Strategy & Practice Management
Forging a future path for wealth management in China
Ray Chou of Bain & Company
Sep 27, 2017
In a video interview, Ray Chou of Oliver Wyman discusses how institutions in the Mainland can and should scale their businesses, both in acquiring customers and deepening the share of wallet.
For organisations to scale their wealth management businesses in China, they need to focus on acquiring customers and then converting them into active users. In turn, this requires operational efficiencies, explains Ray Chou, partner and wealth management and asset management practice lead for Oliver Wyman in China.
The main initiative he sees by existing players is to identity the overall financial needs of their existing customer base through daily spending and other activities. Institutions can then assess what will be suitable for customers in terms of wealth management.
Deepening their share of wallet is the next step, says Chou.
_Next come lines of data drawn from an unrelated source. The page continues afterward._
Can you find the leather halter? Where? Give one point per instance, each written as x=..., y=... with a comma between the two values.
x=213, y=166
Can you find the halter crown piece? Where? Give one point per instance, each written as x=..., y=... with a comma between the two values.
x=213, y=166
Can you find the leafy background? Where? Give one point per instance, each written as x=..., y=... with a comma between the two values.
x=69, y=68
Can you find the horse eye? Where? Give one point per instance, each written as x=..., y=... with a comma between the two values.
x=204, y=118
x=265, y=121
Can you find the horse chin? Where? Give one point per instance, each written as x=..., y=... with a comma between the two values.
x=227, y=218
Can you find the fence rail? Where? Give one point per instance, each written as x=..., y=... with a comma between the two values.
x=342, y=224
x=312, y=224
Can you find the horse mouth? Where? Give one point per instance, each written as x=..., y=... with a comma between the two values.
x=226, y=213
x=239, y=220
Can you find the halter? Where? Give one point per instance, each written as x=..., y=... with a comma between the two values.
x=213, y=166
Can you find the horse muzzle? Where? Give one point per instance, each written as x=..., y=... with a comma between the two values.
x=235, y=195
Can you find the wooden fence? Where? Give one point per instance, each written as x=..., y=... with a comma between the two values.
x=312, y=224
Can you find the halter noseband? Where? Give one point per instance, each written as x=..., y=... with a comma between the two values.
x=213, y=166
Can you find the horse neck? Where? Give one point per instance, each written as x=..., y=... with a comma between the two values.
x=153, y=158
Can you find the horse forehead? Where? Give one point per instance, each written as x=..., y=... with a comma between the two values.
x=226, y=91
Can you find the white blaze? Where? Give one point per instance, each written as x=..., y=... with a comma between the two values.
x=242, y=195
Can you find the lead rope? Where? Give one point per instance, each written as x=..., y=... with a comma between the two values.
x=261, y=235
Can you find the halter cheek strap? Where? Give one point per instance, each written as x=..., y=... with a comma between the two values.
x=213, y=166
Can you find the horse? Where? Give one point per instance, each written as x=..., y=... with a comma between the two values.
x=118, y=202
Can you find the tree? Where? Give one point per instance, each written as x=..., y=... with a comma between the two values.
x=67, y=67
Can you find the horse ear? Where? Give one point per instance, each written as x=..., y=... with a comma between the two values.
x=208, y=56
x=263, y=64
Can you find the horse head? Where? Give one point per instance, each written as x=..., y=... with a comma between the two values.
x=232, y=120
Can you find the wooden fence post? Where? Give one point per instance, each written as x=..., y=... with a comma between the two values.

This can be achieved, for example, by expanding the product portfolio through working with different providers, and also by institutions focusing on their proprietary capabilities in terms of access to certain assets.
This has been an important differentiator for firms to accelerate their scale advantage, adds Chou.
The role of digital is also a key component, he adds – for instance, in leveraging the online/offline interface to enhance the customer experience and create more ‘traffic’.
Technology must also be used to service a customer’s broader wealth management needs – via artificial intelligence and robo-advisory – as well as to help the front-line with better data analytics to improve their understanding of what products and services are relevant to each customer.